Stefan met her as she came out from between the sofas, and dropped a careless kiss on the riot of burnished curls, as yet untouched by grey, tumbling untidily over her shoulders.

“I will find you some presently.” Putting his mother from him, he turned his most practised smile upon his cousin.

“Pay no heed to Mama, cousin. You must understand that infants, like everything else unconnected with medieval legend, are a burdensome inconvenience to one of Corisande’s artistic temperament. ”

“Now that is simply not true,” said his mother, returning to Dion’s sofa and seating herself — without the least difficulty — in the space between her daughter’s feet and its rolled end. “I doted upon the two of you.”

“For about five minutes each day,” said Dion, entirely without rancour.

Neither of them, Stefan reflected, bore Corisande the least grudge for having largely ignored her offspring.

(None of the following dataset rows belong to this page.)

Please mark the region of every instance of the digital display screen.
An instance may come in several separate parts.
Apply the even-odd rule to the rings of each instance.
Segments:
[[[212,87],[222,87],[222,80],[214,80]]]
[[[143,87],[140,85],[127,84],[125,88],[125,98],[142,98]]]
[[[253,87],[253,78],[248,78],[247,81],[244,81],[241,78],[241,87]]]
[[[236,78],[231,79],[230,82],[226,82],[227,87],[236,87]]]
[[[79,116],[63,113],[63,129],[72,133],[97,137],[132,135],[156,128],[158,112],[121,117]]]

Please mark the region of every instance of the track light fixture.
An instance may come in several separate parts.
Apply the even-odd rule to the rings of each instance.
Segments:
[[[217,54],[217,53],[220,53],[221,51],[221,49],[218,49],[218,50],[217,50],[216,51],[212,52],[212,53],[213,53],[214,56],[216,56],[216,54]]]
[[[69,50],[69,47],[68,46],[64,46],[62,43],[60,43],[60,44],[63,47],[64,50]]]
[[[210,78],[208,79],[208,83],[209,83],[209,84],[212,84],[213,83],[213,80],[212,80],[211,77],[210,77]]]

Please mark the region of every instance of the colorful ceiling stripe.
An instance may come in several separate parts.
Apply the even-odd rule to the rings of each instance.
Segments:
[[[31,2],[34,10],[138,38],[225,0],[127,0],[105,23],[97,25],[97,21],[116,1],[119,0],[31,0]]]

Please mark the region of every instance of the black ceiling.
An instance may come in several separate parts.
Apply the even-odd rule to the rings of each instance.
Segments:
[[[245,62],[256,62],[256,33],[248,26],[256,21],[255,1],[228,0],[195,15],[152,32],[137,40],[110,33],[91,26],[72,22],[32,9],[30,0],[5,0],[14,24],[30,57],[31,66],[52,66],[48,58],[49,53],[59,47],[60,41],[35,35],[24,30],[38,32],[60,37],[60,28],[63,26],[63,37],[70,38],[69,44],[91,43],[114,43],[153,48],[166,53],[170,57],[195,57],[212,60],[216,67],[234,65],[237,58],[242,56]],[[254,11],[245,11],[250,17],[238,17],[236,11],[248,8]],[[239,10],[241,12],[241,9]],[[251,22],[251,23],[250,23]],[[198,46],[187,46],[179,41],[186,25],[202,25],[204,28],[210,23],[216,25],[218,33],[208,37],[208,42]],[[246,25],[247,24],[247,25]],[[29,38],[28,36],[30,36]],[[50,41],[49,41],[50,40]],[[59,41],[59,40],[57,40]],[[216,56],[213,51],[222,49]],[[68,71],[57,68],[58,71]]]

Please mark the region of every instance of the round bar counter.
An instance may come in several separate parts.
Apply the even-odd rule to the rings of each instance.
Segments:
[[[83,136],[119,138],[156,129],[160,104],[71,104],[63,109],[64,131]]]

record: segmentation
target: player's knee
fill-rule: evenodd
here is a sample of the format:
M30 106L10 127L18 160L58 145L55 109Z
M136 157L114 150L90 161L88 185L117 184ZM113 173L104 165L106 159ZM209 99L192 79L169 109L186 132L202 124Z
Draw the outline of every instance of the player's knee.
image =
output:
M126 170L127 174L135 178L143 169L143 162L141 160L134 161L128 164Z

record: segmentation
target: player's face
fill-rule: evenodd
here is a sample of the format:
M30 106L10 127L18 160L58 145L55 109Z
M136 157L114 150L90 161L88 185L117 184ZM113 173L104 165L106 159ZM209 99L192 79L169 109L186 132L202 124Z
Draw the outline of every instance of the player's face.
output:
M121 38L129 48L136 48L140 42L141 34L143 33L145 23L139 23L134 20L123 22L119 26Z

There were benefits to be had in owning a creature so scatterbrained as to give her children their heads because her own was so firmly entrenched in the study and compilation of poetic works relating to an age of courtly knights, legendary dragons and damsels in distress.

“It is a heresy,” stated Mrs Ankerville, “and in another age, my love, you would have been —”

“— burned at the stake,” finished Stefan in unison with his sister.

“If I had a guinea for every time I have been threatened with that fate,” added Dion, “I should be dowered well enough to catch a marquis.”

“Why should you want one?” objected her mother. “Your duties would leave you not a moment to yourself. You had much better look lower.”

“Oh, yes. Sir Beauregarde de Fontaineville or some such fanciful person, I presume.”

“As far as I know, there is no such person.”

“And you would certainly know if there was,” put in Stefan, eager to promote this harmless theme until he should be alone with his sister.